Gestion des ASC : attention à la discrimination indirecte

L'article 1 de la loi du 27 mai 2008 (loi n° 2008-496 portant diverses dispositions d'adaptation au droit communautaire dans le domaine de la lutte contre les discriminations) définit la discrimination indirecte comme étant « une disposition, un critère ou une pratique neutre en apparence, mais susceptible d'entraîner, pour l'un des motifs mentionnés au premier alinéa, un désavantage particulier pour des personnes par rapport à d'autres personnes, à moins que cette disposition, ce critère ou cette pratique ne soit objectivement justifié par un but légitime et que les moyens pour réaliser ce but ne soient nécessaires et appropriés. »

Interrogé en 2011 devant l'Assemblée nationale sur la pratique consistant à exclure du bénéfice des activités sociales et culturelles les salariés en situation de longue maladie, le Ministre du travail avait alors répondu que « L'exclusion de salariés en longue maladie du bénéfice des activités sociales et culturelles paraît, dans ces conditions, constituer une discrimination liée à l'état de santé du salarié ».

En 2014, le Défenseur des droits a rendu deux décisions qui vont dans le même sens. Dans ces deux affaires il était question de l'attribution de chèques-vacances. Dans l'une de ces affaires c'est une salariée se trouvant en arrêt maladie de longue durée, qui n'était plus rémunérée par l'entreprise, qui avait été exclue du bénéfice des chèques-vacances ; dans l'autre c'est une salariée en congé-parental qui se voyait opposer un refus d'attribution de chèques-vacances.

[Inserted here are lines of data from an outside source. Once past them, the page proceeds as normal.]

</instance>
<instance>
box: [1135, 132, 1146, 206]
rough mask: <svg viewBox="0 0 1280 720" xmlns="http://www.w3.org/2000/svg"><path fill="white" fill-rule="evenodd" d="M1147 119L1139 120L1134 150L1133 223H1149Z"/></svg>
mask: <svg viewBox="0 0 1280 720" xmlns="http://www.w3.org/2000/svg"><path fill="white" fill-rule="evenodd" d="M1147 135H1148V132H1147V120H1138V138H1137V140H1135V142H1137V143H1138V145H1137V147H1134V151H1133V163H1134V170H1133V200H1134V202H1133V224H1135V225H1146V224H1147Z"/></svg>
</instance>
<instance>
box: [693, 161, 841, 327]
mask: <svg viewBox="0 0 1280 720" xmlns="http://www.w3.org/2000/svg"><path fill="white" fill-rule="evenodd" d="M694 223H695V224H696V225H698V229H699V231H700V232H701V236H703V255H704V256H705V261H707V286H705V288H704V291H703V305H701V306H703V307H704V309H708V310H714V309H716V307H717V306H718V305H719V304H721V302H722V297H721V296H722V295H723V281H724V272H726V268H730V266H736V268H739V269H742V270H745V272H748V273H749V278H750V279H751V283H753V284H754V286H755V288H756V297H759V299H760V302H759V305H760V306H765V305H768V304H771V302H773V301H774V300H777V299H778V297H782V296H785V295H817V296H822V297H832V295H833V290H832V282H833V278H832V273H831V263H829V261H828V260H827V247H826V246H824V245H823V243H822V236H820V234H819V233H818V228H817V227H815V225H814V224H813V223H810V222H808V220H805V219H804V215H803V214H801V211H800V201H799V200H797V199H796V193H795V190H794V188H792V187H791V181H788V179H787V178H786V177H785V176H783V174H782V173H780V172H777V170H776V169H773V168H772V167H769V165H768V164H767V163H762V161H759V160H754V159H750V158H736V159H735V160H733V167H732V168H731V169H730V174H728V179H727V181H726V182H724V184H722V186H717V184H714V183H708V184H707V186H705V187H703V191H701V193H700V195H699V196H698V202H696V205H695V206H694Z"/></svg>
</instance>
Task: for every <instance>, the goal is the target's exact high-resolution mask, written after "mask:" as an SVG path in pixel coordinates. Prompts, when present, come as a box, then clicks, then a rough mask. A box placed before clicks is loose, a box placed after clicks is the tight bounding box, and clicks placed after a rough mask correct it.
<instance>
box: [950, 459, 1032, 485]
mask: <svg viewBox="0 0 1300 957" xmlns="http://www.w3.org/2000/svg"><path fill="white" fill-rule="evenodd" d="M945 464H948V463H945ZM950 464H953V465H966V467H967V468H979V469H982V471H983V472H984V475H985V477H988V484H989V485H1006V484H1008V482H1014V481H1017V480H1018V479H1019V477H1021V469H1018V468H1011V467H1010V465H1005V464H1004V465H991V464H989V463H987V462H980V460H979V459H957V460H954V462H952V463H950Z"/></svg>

Le Défenseur des droits souligne que les conditions d'attribution sont en apparence neutre (l'exclusion touche tous les salariés dont le contrat est suspendu ou tous ceux n'ayant pas perçu de rémunération), mais que cependant dès lors que les salariés en arrêt longue maladie ou en congé parental voient leur contrat automatiquement suspendu et sont privés de rémunération, « Il en résulte que les conditions fixées par le comité d'entreprise, qu'elles prennent en compte la suspension de contrat ou la rémunération, entrainent automatiquement un désavantage particulier pour certains salariés en raison de leur état de santé ou de leur situation de famille. »

Puis, le Défenseur des droit a estimé que l'argument tiré de ce que les ressources du comité sont basées sur la masse salariale, ne permet pas objectivement de justifier par un but légitime la situation dénoncée ; dès lors que le comité n'apportait pas la preuve d'une insuffisance de ressources et n'expliquait pas en quoi une autre gestion des ressources du comité était impossible.

Pour finir, rappelons que le bénéfice des exonérations de cotisations sociales est conditionné à des critères d'attribution des activités sociales et culturelles dépourvus de toute discrimination.